By Dan Yount

The Cincinnati Herald

Cincinnati City Council Manager Harry Black at a council meeting where his status was discussed. Herald Photo

Cincinnati City Manager Harry Black offered Mayor John Cranley an apology Wednesday at City Hall. But Cranley said in a press conference after the regular council meeting Wednesday that while he forgives Black, the apology will not stop him from trying to remove Black from his office.

Again, the majority of Cincinnati City Council on Wednesday stood in opposition to the more than $400,000 severance package Cranley and Black have agreed to for Black to move on, saying it’s too much money. The vote was 5 to 4 against the $423,000 severance package, which would pay Black’s salary for 18 months. The severance agreement in his contract limits his severance pay to 8 months salary.
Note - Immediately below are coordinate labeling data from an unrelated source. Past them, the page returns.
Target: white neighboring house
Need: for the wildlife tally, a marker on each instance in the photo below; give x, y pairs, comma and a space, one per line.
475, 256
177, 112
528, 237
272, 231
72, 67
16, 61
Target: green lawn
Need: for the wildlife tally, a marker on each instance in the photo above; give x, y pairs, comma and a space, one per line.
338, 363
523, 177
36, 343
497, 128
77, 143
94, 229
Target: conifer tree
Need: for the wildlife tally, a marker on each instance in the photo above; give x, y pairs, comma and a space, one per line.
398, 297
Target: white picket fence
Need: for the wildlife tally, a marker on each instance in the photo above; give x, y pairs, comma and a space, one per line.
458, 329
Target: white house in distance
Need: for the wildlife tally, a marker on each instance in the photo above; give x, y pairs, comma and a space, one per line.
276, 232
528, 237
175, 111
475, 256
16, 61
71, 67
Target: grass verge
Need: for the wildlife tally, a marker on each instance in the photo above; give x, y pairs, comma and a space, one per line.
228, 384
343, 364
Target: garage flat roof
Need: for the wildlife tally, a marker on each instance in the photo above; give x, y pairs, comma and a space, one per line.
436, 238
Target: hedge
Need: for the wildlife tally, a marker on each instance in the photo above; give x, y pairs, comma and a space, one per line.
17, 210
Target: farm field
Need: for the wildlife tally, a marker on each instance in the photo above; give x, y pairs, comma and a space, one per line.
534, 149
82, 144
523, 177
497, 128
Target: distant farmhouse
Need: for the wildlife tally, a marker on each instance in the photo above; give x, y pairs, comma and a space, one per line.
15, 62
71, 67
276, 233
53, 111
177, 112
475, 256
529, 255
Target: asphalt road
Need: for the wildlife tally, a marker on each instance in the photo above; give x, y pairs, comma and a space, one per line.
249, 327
The vote tally was the same as the previous week, with Councilmembers David Mann,
Amy Murray, Jeff Pastor and Christopher Smitherman voting for the 18-month buyout to end what has become a bitter feud at City Hall. Voting against that deal were Councilmembers Tamaya Dennard,
Greg Landsman,
Chris Seelbach,
P.G Sittenfeld and
Wendell Young.

Cranley asked Black to resign his position on March 9, saying Black has retaliated against and threatened several city workers. Six former or current city employees have filed federal lawsuits against Black, accusing him of such behavior.

Black again said after Wednesday’s meeting he wants to stay on as city manager.

He then shared an apology he sent to Cranley, which follows:

“Mayor, I have offended you and I apologize for that,” Black said. “It is stated that I may have offended others. While it is never my intent, I take full responsibility and apologize to them.

“When I wake up each day, I do so with two overarching priorities: Do as much good as I can for the people of Cincinnati and be as good a person as I can be.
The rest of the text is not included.